Whitney Houston makes an unremarkable return this week with the yawn-inducing taupefest of Million Dollar Bill. It’s a relief to see she’s not shoehorning herself into some 2009-by-numbers RedOne production, which would’ve most likely seen her stripped of whatever dignity she has intact. But she’s done herself no favours by heading down the hellish road of disco, the worst genre of music in the complete history of recorded sound (FACT).

The fairytale-folk quirk developed so effectively by Kings of Convenience has sadly taken a back seat (or, more accurately, is sealed in a suitcase in the boot) on the rather bland Boat Behind. While the temperate, gifted acoustica remains, there’s a distinct lack of sparkle, and frustratingly, for no discernible reason. All the components are there, but it’s... well, meh.

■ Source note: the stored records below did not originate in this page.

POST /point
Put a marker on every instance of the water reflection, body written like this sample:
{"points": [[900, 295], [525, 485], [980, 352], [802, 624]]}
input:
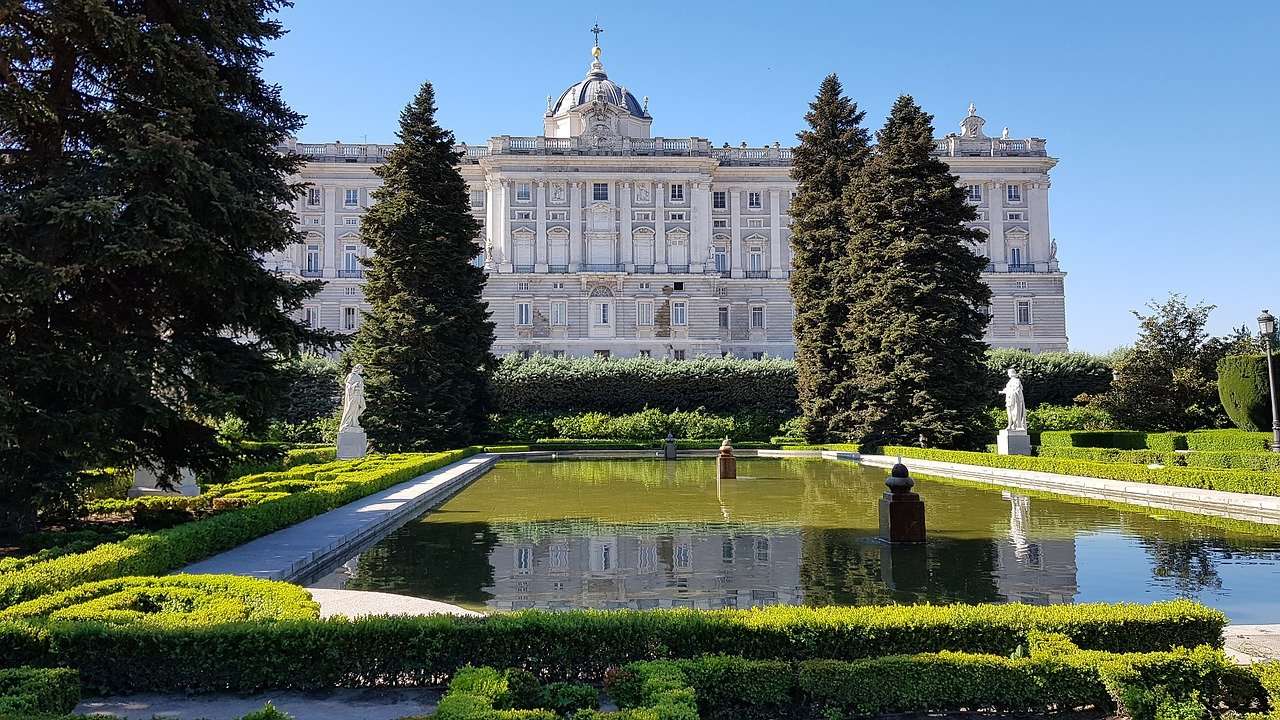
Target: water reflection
{"points": [[641, 534]]}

And finally, James Bourne, the shittiest little member of the shittiest boyband this century, has put pen to paper to come up with a new track for The Saturdays. Thankfully, it’s approximately four million times better than that crap he wrote for Eoghan Quigg, suggesting his input was minimal. Forever Is Over is a hefty-chorused McRock effort, and in fairness, isn’t too bad. But it’s putting money in James Bourne’s pocket, so BOO! HISS! and the like.